The results were published in today’s online issue of the Journal of Clinical Investigation. Milewicz and Dahlbäck are senior co-authors.
Genes make proteins that do everything from giving cells shape and structure to helping carry out biological processes. To make the proteins, genes go through a process called alternative splicing that creates coded portions, called exons. The researchers discovered that a mutation in exon 13 of the coagulation FV gene caused a short form of the protein due to changes in the splicing of the exons. That FV-Short protein was unexpectedly found to form a complex in blood with tissue factor pathway inhibitor (TFPI), a protein that inhibits coagulation of the blood. An overabundance of the combined FV-Short/TFPI in the bloodstream keeps the blood from clotting in the affected family members. Other researchers have been looking at ways to inhibit TFPI, which could lead to a treatment for this family’s clotting disorder.

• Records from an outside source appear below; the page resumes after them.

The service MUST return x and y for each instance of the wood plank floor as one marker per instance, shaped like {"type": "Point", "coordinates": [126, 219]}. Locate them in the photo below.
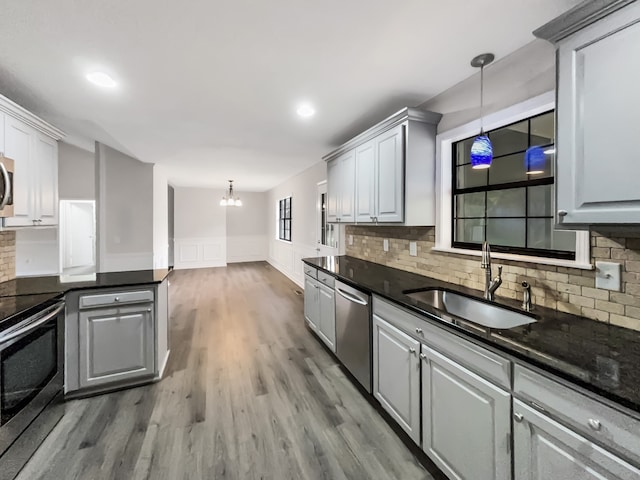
{"type": "Point", "coordinates": [249, 393]}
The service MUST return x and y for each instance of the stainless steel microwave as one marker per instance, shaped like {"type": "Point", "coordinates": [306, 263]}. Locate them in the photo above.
{"type": "Point", "coordinates": [6, 186]}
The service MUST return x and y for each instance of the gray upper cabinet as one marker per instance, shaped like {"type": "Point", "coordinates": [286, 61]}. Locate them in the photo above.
{"type": "Point", "coordinates": [396, 375]}
{"type": "Point", "coordinates": [393, 174]}
{"type": "Point", "coordinates": [116, 344]}
{"type": "Point", "coordinates": [544, 449]}
{"type": "Point", "coordinates": [598, 112]}
{"type": "Point", "coordinates": [466, 421]}
{"type": "Point", "coordinates": [341, 174]}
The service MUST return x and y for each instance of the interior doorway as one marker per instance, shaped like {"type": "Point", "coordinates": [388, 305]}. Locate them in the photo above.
{"type": "Point", "coordinates": [78, 236]}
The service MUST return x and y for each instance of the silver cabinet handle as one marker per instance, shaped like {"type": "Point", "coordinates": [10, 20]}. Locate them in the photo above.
{"type": "Point", "coordinates": [594, 424]}
{"type": "Point", "coordinates": [7, 185]}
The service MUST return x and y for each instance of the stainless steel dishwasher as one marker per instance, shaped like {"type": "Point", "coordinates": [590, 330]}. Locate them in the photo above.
{"type": "Point", "coordinates": [353, 332]}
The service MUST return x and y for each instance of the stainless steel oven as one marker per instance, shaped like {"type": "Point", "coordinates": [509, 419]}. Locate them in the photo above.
{"type": "Point", "coordinates": [31, 378]}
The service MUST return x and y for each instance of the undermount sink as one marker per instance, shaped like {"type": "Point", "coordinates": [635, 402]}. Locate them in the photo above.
{"type": "Point", "coordinates": [473, 310]}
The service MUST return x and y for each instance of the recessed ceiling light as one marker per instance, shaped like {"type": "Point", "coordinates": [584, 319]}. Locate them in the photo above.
{"type": "Point", "coordinates": [101, 79]}
{"type": "Point", "coordinates": [306, 110]}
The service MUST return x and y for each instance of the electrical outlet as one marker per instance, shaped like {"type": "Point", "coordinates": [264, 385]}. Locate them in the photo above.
{"type": "Point", "coordinates": [608, 276]}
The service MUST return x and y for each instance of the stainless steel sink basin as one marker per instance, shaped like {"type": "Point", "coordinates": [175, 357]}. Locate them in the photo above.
{"type": "Point", "coordinates": [471, 309]}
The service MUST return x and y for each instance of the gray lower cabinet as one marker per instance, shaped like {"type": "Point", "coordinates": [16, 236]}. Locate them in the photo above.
{"type": "Point", "coordinates": [396, 375]}
{"type": "Point", "coordinates": [466, 421]}
{"type": "Point", "coordinates": [327, 318]}
{"type": "Point", "coordinates": [544, 449]}
{"type": "Point", "coordinates": [311, 302]}
{"type": "Point", "coordinates": [116, 344]}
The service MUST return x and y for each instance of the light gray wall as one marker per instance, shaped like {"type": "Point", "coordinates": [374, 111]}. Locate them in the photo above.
{"type": "Point", "coordinates": [247, 228]}
{"type": "Point", "coordinates": [524, 74]}
{"type": "Point", "coordinates": [200, 228]}
{"type": "Point", "coordinates": [76, 173]}
{"type": "Point", "coordinates": [124, 192]}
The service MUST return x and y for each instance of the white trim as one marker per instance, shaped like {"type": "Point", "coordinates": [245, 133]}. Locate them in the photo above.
{"type": "Point", "coordinates": [533, 106]}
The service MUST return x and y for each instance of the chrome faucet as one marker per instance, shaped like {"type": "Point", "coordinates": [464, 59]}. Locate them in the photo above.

What Milewicz called traditional genetics and “old-fashioned biochemistry” by lead co-author Lisa Vincent, Ph.D., led to the discovery of the FV-short protein in the blood of affected family members. Dahlbӓck’s work determined how the FV-Short was causing the problems with clotting the blood. Milewicz said studying this family with a rare blood disorder has provided further insight into how the blood clots.
“We knew there was something wrong with these patients’ FV, but proving it required discovering unique properties of FV in coagulation,” Vincent said. “After many trials and tribulations, our true success is finally being able to provide an answer to the family about their medical issues.”
Lead co-author for “Factor V A2440G Causes East Texas Bleeding Disorder Through Liaison with TFPI” is Sinh Tran, Lund University. Other co-authors are Tracy Bensend, genetic counselor, UTHealth; and Ruzica Livaja, Lund University.
Funding for the study came from the Doris Duke Foundation, the National Center for Advancing Translational Sciences, part of the National Institutes of Health (UL1TR000371), the Swedish Research Council, the Heart-Lung Foundation and the Söderberg’s Foundation. At the time of the work, Vincent was a Schissler Foundation Fellow and Milewicz was a Doris Duke Distinguished Clinical Scientist.